COE crashed!

Singapore November 19th, 2008

Well, I was probably amongst the first non-dealers who got hold of the news. My phone probably started ringing non-stop from my dealers who had been working on sweetening the deal for me. What was more frustrating was… I had this tinge to actually bid for my own COE today, just that it slipped my mind amidst my unbelievably packed schedule for the past couple of weeks. If staying in hospital was holiday, then life after discharge was almost a living hell.

Work in the day… work in the evening… work at night. Bah! I am almost going down… from a graceful swam to a sinking submarine.

Life had literally took a sharp turn downwards since about a month ago, when I ended up holding more than 7 jobs at one time. Now, really, I mean 7 different roles, but then again, it doesn’t make much of a difference anyway.

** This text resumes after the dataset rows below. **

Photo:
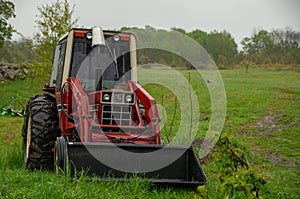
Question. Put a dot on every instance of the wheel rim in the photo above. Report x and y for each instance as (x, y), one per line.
(28, 141)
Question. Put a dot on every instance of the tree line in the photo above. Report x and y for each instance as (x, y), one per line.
(278, 47)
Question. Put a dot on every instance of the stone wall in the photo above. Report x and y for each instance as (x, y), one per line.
(12, 71)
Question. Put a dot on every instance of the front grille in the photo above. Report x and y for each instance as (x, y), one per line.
(116, 115)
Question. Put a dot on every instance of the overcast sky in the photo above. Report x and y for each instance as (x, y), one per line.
(239, 17)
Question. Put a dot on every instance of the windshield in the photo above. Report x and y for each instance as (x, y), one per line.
(101, 67)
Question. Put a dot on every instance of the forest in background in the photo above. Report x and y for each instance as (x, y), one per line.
(279, 48)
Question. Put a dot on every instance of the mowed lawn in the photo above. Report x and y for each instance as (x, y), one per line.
(263, 113)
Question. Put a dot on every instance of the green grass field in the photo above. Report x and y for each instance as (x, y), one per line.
(263, 113)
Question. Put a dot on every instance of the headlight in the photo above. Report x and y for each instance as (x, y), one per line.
(106, 97)
(128, 98)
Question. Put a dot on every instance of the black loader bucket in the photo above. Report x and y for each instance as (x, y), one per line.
(176, 165)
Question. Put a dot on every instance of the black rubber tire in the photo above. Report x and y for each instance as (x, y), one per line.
(40, 130)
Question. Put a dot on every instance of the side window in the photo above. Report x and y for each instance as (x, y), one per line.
(55, 66)
(60, 64)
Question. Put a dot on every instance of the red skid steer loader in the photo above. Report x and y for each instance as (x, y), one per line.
(96, 118)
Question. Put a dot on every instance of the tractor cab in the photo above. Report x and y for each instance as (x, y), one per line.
(101, 59)
(94, 82)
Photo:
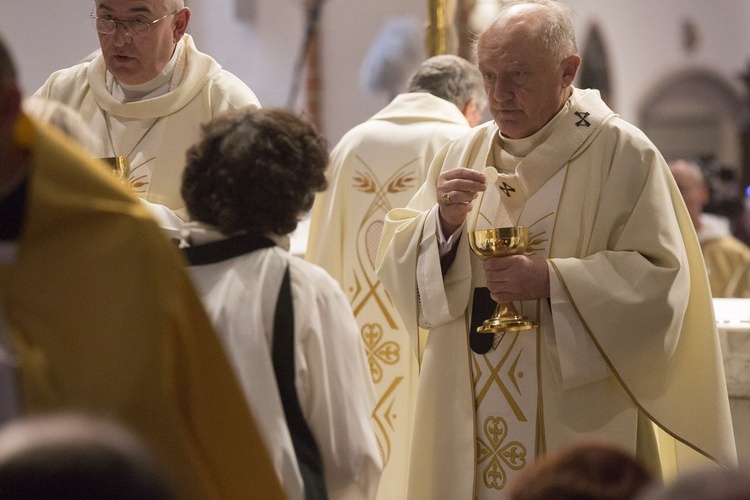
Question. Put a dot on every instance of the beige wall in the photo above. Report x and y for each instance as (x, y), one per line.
(643, 38)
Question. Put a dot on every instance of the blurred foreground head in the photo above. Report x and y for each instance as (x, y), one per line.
(68, 457)
(589, 470)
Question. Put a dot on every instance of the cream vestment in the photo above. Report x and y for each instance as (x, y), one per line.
(377, 166)
(198, 90)
(627, 347)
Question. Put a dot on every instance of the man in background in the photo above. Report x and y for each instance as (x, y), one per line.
(727, 258)
(146, 95)
(377, 166)
(98, 315)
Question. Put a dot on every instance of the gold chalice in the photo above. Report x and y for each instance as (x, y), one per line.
(500, 242)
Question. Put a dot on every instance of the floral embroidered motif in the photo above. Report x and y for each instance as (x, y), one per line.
(378, 352)
(496, 455)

Today is a rarity for me to blog because the COE @ $2 is something really close to my heart… and my pocket. You see, because of this slip, I would be spending another $13,000 on a piece of paper for nothing. Sigh. That’s the reality of life in Singapore. Nonetheless, since I didn’t get my COE, I might as well do some speculation on what could have caused the fall.

Firstly, a lot of dealers (particularly parallel importers?) could be holding back their cars because the Singapore dollar has fallen against the Yen. By doing so, they may be able to sell these residual cars with the new imports, which will probably go at about $4,000 extra due to the exchange rate. So, if they have 10 old imports, these can probably sell for an extra $40,000 in all? I am not sure; just pure speculation. Now, because of this holding back, the number of bids would thus be lesser and hence the $2 COE.

Secondly, a lot of loan applications could probably be under processing due to the large number of defaults. Banks may be more careful of who they lend money to now and perhaps more stringent checks may be done. Damn, my bank knows every single detail of my credit history. I wonder what else they store there.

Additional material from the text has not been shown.